Thursday, January 16, 2014

Freedom of Mind...

I got an alert that I had a new "Today's Message From God" on FB.  I read it and it bothered me a bit:

Today, we believe God wants you to know that ...

no matter what happens to you, you always have freedom of mind.

That means you always have freedom to choose the path of virtue over the path of suffering, to choose being one with God over being alone.

I do not necessarily think that one "chooses" to be alone.  I find this message interesting in that I prayed for someone to come into my life.  I have always believed that God has been there in my life.  I know there are so many lessons to learn, but I have always thought of God being in my life.
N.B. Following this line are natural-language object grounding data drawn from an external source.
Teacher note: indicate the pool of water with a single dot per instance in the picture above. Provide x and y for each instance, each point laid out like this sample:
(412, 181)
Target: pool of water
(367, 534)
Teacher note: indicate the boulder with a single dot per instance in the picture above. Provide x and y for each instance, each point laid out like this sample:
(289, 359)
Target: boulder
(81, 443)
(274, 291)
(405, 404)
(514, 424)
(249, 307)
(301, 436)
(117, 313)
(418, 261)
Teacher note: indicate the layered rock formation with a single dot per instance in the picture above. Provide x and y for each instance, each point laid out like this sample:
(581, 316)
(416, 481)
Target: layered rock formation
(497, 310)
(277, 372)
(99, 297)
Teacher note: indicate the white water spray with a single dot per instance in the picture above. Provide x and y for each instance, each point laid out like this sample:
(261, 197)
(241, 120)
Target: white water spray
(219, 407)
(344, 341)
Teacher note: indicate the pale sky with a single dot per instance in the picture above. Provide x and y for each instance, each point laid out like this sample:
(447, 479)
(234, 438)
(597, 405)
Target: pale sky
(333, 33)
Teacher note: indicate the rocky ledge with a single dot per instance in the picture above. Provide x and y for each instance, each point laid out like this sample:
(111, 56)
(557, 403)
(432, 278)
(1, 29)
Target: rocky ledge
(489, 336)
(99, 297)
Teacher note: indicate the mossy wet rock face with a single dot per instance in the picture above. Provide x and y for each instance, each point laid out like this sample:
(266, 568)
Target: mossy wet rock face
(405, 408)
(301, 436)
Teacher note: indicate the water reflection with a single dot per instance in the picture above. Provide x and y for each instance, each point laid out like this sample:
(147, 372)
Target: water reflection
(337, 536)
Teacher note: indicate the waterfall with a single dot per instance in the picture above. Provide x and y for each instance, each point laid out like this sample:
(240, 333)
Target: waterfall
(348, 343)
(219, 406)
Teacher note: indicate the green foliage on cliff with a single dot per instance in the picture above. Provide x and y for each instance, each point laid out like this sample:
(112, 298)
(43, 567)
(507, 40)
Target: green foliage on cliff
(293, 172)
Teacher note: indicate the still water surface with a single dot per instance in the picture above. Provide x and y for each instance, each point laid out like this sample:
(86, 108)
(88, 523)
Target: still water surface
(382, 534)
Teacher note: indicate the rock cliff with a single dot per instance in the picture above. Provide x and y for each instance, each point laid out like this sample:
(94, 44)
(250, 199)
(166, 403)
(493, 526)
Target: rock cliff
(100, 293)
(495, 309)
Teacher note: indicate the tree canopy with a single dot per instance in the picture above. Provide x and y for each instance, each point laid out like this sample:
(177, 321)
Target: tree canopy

On the subject of "Freedom of Mind", I believe that we do have the freedom to choose right from wrong.  That can be whether you decide to have that piece of cake or not, when you are on a diet.  Or choosing not to say what you really feel vs a sugar-coated politically correct version.  That is our freedom of mind.

I have had an utterly crappy day with work.  All I can say is that no matter what I do, for some people, it is never good enough.  I am so fed up with guessing what to do or how to go about getting what is needed.  I feel that someone else needs convey this better or let someone else run these types of things. 

I contacted the new manager and asked about setting up a cut over date.  I think the change will do me a lot more good.  I have had my fill with what I am doing now.  I do not even want to force myself to concentrate.  That is just not like me and I know it.

Last night, I truly enjoyed a great dinner at PF Chang's and getting some fabulous friend time with Random Cathy.  I am blessed to have such a wonderful friend back in my life.  I was incredibly nervous to show her what I had done with the book idea, but it really bolstered my confidence when she gave me some great advice and suggestions.  All very positive.  I hope I can do the same for her!

I am still trucking on with trying to get my 10,000 steps.  Two days in a row, I have gotten to 10,000 steps.  Tonight, I may not make that, but I am fine with that.  I think a slow day is needed, then crack on with getting my steps in per day.  I am very close to making my goal and that makes me happy.  I get under that 300 number, that is the first step.  Next major goal, get under the 290 number.  Just a little bit at time and whittle the weight away.

I really want to lose the weight badly.  I am just afraid my patience won't hold.  That bothers me a lot.  Maybe what is bothering me is the drama from work.  I just wish I never had to mess with that.